Ses gravures de Chopin montrent aussi quelle diversité revêtaient les approches de Pollini. À côté des Préludes (1974) lumineux « prouvant que l’expression peut naître de la plus grande rigueur sans délaisser pour autant le bel canto » (Jean-Yves Clément les emportait sur l’Île déserte, cf. n°705), le pianiste dresse un véritable théâtre dans les Polonaises aux arêtes vives (1975). Ce théâtre, on le retrouve dans une Sonate n°1 de Schumann affûtée aux contrastes accusés, aux éclats rageurs, aux douceurs déchirantes et intranquilles – un must, tout comme ces Davidsbündlertänze (2000) dans lesquelles « l’auditeur est suspendu à cet art du toucher et de l’agogique, qui fait parles les personnages et vivre le drame » (Bertrand Boissard, cf. n°685). Chez Pollini, le pianiste raffiné ne tourne jamais à vide et sert au contraire un propos intense, voire incendiaire, où mes foucades s’intègrent dans une forme suprême.
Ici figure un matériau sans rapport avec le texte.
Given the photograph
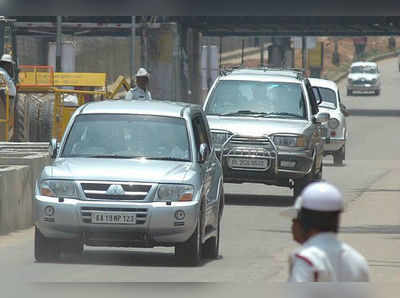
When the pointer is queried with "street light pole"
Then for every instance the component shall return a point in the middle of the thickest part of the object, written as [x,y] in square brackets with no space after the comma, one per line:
[59,44]
[133,48]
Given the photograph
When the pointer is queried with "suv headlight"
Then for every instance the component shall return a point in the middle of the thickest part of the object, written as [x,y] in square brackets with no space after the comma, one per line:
[333,123]
[219,138]
[58,188]
[175,193]
[290,141]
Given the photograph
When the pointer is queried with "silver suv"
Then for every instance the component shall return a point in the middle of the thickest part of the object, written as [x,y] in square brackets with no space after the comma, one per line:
[364,77]
[264,127]
[131,174]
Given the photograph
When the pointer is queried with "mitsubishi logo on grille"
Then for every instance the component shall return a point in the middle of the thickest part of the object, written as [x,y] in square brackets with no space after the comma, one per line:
[115,189]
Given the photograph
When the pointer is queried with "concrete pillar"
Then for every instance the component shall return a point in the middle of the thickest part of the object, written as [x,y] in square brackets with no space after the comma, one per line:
[195,72]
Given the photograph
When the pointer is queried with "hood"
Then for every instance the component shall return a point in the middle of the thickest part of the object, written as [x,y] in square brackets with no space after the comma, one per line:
[366,76]
[257,127]
[153,171]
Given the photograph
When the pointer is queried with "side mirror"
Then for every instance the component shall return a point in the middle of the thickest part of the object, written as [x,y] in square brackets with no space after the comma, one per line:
[323,117]
[343,109]
[204,151]
[53,148]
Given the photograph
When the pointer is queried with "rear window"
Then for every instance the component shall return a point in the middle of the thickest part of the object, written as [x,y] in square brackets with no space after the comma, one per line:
[326,95]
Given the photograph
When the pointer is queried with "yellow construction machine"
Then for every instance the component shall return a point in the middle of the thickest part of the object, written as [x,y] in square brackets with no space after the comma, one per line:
[45,99]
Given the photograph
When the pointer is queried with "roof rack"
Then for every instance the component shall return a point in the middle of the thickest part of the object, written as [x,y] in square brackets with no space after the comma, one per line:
[227,70]
[299,72]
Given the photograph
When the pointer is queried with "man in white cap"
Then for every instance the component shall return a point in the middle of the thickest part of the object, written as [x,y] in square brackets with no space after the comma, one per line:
[322,257]
[6,69]
[141,91]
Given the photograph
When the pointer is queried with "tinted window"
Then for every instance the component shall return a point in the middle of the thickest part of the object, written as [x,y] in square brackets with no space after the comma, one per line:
[364,69]
[264,97]
[130,136]
[200,132]
[327,96]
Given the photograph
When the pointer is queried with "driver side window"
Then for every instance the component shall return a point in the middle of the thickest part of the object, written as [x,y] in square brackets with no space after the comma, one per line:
[200,132]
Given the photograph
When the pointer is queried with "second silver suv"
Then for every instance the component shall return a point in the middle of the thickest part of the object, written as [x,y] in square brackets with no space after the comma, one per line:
[264,125]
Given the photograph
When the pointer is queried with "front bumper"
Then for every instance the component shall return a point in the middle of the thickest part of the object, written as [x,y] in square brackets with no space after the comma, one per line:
[156,224]
[363,87]
[276,174]
[333,144]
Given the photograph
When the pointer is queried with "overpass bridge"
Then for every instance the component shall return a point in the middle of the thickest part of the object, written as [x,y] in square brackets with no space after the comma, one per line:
[219,25]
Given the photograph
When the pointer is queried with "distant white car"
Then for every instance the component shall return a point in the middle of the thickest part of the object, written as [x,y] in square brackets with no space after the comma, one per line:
[364,77]
[335,130]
Entre mille exemples, la D 959 de Schubert (1983) : au thrène de l’Andantino, aux sautillements du Schzerzo, le musicien sait mêler le ton d’épopée comme des vrombissements, le tout dans des sonorités somptueuses.

Sur le versant concertant, priorité aux n°1 et 2 de Bartok avec Abbado et Chicago alliant tranchant et verve rythmique dans les mouvements rapides à des adagios nocturnes. Les Beethoven sont plus inégaux, mais « L’Empereur » avec Böhm, les n°3 et 4 avec Abbado et les Berliner ont un charme fou, l’élégance répondant à l’autorité.
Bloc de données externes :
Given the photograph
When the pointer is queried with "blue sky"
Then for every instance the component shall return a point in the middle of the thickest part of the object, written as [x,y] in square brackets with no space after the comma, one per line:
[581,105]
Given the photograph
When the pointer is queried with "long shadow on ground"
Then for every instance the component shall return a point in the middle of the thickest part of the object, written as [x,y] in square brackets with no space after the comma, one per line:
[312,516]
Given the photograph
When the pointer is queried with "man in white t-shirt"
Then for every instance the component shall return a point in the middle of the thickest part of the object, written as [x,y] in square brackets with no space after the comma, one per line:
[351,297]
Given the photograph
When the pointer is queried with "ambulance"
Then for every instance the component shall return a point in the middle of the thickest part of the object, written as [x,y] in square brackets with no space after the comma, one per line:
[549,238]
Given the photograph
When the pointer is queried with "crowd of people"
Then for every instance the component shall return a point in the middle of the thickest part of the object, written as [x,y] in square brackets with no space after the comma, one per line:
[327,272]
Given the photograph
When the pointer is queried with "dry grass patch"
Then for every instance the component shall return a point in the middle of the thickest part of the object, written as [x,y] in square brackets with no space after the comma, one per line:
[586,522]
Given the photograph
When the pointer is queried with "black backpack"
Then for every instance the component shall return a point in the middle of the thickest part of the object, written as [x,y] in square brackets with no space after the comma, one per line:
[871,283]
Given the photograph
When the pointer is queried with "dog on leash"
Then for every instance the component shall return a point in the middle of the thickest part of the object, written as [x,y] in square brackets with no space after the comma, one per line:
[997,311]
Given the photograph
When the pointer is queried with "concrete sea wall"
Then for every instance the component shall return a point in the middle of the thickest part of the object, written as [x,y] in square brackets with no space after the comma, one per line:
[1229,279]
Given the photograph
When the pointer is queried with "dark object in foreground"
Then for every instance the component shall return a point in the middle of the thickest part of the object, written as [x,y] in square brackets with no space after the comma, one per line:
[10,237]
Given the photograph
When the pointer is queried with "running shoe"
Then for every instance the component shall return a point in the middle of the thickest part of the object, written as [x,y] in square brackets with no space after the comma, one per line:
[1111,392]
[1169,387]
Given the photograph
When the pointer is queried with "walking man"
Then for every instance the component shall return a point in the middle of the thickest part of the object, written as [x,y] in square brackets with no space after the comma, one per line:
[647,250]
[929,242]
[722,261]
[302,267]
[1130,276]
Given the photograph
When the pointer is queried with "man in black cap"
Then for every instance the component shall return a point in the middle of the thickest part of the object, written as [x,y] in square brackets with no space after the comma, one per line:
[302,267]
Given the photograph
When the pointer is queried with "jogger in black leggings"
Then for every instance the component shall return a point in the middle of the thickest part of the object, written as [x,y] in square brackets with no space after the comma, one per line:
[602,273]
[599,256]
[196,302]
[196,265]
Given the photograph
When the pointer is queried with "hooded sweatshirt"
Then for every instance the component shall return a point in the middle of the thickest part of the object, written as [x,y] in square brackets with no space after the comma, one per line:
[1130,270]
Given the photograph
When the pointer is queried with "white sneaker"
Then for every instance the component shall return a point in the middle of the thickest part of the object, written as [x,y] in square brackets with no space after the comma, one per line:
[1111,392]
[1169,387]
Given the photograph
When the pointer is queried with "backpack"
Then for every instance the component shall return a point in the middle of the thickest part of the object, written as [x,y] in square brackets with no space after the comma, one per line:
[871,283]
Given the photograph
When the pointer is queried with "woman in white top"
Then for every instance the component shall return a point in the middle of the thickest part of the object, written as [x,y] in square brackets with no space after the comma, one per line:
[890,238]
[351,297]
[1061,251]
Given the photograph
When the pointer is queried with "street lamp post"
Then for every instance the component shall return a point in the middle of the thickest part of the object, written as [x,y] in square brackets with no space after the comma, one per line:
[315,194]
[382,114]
Pollini enregistra très peu de musique de chambre. Raison de plus pour chérir ce quintette de Brahms en osmose avec les Italiano (1979), équilibrant aussi bien la parole entre un piano très détaillé et des archets au son légèrement astringents que les affects de l’architecture. Cette Andante ! Quelle furia dans le Scherzo ! Quels mondes dans le finale ! Une grande version.
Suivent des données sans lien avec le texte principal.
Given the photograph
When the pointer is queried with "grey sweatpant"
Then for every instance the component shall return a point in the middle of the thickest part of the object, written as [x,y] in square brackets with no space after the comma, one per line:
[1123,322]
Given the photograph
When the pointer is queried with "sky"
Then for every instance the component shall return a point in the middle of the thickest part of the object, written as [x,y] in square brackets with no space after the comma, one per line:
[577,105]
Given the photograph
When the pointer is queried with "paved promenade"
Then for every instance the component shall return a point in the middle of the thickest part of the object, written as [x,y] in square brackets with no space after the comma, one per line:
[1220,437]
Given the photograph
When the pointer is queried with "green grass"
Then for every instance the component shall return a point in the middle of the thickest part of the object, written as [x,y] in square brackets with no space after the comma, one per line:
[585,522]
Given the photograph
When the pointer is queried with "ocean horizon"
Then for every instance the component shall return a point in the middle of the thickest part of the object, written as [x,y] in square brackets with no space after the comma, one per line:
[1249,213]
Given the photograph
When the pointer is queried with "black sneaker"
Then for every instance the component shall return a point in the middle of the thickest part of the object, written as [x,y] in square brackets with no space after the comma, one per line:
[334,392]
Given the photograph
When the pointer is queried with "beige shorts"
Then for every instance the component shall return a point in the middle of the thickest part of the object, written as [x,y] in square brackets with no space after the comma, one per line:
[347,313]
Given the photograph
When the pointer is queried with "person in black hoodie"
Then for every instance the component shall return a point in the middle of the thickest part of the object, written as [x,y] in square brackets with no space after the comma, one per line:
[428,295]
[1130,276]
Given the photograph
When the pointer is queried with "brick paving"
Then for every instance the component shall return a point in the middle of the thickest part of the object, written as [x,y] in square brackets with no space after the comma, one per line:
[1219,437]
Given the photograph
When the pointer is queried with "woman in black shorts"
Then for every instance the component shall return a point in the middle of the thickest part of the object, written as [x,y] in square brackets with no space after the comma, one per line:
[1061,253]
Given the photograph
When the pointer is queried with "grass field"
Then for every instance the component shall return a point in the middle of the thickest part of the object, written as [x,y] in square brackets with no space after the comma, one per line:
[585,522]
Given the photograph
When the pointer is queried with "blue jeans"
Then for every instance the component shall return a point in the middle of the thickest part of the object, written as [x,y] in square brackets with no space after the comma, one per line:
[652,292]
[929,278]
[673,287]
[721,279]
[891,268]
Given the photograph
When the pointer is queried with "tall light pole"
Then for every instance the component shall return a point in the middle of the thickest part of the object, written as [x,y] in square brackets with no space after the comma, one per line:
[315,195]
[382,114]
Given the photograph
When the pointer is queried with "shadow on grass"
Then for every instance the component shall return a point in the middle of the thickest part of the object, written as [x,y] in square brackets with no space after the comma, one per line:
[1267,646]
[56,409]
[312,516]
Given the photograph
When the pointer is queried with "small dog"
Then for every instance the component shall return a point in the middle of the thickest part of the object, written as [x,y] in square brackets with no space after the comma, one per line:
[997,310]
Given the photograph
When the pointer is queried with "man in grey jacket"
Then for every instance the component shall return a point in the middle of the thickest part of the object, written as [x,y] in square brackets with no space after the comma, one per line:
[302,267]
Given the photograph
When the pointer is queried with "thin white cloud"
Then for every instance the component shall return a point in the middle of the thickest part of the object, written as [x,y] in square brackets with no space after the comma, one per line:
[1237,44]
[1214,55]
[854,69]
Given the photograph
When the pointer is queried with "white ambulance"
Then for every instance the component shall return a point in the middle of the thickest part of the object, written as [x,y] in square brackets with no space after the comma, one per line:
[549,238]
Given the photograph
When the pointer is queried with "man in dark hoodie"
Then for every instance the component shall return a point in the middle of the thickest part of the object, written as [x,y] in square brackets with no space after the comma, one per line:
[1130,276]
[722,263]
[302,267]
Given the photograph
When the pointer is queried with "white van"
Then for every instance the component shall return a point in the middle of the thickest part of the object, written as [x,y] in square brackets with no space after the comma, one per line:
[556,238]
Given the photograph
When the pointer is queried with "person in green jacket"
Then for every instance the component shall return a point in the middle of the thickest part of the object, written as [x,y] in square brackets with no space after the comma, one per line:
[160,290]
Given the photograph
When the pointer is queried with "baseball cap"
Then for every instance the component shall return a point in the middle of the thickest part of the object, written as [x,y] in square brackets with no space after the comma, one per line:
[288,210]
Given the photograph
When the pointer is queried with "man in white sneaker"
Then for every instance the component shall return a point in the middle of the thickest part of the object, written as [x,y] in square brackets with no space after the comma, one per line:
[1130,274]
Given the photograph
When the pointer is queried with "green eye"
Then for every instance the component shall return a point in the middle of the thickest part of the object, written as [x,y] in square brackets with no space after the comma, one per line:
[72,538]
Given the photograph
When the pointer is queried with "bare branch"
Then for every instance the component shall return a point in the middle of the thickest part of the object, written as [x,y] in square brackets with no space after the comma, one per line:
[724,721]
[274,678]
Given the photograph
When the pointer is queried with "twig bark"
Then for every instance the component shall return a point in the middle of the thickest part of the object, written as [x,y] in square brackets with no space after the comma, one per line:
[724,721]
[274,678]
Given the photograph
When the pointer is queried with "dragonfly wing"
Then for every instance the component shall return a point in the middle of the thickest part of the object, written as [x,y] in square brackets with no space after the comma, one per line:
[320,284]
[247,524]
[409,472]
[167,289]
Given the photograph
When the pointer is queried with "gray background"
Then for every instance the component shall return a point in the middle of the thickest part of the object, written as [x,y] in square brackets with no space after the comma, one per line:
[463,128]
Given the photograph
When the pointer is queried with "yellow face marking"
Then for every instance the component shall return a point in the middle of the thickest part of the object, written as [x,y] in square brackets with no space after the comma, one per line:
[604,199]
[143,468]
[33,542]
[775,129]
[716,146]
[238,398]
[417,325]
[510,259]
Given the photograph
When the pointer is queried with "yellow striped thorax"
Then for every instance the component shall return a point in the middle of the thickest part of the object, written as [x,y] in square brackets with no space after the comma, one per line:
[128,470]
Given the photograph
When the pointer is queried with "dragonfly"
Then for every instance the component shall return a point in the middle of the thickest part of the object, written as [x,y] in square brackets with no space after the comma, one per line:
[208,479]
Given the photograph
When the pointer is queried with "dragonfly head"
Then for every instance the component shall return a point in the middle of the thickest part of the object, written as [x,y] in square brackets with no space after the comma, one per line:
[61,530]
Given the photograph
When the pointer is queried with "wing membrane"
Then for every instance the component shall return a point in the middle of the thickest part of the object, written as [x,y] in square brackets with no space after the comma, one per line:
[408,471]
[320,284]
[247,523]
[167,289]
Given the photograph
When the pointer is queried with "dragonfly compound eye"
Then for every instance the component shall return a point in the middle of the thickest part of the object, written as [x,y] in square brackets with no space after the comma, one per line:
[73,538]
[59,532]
Si les dernières gravures, à partir de 2000, nous laissent parfois sur notre faim, ne négligeons pas celles de la fin des années 1990 et du début du millénaire. On y trouvera des Beethoven (« Waldstein » n°5, 6 et 7, « Pathétique ») d’une rare plénitude, ou une Sonate « Funèbre » de Chopin à la rhétorique bien libre en 2008 qu’en 1985, des mazurkas à la pureté de trait et aux murmures envoûtants.